BIG UP! ユーザーの中から、今聴きたいアーティストをピックアップ! 今回は一行あけてをご紹介します。

瑞々しいまま終わらせて

――おれの大好きな一行あけてを、明日、終わらせる
そう語る正木諧の言葉を目にして脳裏によぎったのは、石田衣良の小説「美丘」の一節だった。
――わたしがわたしでなくなったら、この手で終わりにしてほしい

2014年に結成され2018年3月に解散したバンド、一行あけて。解散理由は公にされていないが、ふと思ってしまったのだ。“一行あけて”は“一行あけて”であるために、終わりにすることを選んだのではないかと。

彼らの紡ぐ音楽は、すべてが瑞々しい。自分たちがいいと思うものを追求する感性もやるせなさを抱えこんだ歌詞も流行を企み顔で取りあげる遊び心も、きっと培えるものではない。大学生という人生のマジックアワーだからこそ、生まれた産物なのである。

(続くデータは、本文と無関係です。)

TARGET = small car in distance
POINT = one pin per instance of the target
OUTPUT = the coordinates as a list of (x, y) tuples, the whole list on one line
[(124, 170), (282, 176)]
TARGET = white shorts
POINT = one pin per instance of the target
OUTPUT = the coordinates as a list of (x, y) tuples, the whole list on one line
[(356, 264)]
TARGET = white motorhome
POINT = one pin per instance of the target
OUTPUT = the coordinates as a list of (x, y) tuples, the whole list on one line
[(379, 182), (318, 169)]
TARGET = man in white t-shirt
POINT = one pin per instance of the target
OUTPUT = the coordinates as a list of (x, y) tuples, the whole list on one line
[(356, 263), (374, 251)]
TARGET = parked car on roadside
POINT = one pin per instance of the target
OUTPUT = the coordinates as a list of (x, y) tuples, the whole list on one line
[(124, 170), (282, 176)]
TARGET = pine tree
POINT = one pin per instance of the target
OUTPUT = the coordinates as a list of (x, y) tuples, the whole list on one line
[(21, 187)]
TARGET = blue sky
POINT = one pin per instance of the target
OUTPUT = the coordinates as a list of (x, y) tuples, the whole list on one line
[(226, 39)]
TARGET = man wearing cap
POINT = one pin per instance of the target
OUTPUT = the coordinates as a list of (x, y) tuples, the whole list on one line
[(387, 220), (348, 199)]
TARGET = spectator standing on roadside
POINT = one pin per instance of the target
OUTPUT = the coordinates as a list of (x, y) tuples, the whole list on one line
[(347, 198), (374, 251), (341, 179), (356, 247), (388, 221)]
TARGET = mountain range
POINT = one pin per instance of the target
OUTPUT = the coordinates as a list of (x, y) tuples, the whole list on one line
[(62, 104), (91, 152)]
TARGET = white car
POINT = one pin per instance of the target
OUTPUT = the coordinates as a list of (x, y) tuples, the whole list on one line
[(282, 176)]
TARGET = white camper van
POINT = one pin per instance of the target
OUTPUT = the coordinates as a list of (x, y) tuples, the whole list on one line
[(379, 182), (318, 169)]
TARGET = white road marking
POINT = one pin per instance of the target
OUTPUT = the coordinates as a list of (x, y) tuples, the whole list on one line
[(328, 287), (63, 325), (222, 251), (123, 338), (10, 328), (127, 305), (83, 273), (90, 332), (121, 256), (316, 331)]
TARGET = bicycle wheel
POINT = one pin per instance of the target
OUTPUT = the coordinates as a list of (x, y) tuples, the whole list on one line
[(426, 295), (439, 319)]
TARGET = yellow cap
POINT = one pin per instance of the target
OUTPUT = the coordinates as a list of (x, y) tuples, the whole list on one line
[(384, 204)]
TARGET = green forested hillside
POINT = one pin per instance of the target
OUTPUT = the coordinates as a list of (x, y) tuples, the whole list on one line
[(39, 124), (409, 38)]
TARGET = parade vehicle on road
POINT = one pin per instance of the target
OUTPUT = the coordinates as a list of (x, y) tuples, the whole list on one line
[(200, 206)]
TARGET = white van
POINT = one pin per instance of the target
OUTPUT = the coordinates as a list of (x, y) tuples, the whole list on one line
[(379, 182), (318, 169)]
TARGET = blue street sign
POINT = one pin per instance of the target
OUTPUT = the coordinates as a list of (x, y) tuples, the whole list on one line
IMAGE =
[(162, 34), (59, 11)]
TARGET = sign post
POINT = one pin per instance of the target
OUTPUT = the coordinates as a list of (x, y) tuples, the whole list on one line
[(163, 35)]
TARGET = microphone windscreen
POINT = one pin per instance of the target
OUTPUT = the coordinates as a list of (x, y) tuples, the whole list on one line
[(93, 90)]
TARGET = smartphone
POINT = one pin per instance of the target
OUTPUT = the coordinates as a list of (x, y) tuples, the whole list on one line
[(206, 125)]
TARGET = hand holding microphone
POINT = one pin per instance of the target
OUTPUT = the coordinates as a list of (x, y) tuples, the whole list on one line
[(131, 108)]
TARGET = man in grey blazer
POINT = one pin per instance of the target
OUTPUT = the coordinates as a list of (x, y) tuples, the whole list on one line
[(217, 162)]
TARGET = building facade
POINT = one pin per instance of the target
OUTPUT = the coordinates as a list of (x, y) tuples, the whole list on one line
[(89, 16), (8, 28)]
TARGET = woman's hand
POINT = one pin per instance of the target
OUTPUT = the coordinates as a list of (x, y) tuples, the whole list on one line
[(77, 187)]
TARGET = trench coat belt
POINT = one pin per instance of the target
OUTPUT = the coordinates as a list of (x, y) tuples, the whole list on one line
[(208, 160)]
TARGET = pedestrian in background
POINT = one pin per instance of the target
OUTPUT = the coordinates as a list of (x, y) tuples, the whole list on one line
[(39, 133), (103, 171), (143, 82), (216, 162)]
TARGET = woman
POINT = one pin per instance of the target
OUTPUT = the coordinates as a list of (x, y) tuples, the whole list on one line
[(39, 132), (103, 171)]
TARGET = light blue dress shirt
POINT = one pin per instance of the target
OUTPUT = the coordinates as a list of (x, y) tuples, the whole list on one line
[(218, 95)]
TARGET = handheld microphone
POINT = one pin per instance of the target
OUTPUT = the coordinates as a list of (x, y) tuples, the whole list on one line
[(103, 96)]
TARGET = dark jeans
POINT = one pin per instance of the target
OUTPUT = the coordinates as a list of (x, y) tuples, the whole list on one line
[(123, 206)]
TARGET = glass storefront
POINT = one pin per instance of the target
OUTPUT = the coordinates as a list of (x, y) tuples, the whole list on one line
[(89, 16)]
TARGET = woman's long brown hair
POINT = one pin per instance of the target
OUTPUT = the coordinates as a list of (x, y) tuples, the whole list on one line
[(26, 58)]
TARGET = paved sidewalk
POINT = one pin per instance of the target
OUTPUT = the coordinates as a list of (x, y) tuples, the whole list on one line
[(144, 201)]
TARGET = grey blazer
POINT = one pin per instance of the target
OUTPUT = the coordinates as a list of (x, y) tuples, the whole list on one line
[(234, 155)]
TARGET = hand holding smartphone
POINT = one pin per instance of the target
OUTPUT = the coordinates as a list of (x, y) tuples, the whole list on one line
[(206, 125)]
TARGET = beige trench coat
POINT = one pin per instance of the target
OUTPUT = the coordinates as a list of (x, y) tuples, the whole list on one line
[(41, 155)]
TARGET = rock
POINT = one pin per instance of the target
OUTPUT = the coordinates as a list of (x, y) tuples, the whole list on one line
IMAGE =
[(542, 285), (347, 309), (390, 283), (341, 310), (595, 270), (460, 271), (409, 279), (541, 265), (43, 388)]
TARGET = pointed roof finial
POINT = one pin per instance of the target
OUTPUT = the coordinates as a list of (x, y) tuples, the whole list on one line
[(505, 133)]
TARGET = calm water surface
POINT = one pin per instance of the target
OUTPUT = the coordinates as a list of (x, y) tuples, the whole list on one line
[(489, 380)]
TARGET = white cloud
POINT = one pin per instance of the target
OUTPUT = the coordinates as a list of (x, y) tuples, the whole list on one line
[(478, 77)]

先日配信が開始された『夢をみていた』は、結成7年目を記念して配信された3作品のなかのひとつ。解散ライブの際に100枚限定で発売されたもので、静かに恋人との関係を見つめる作品に仕上がっている。“一行あけて”である最期の時間を濃縮した、センチメンタルだが爽快感ある1枚をぜひ耳にしてほしい。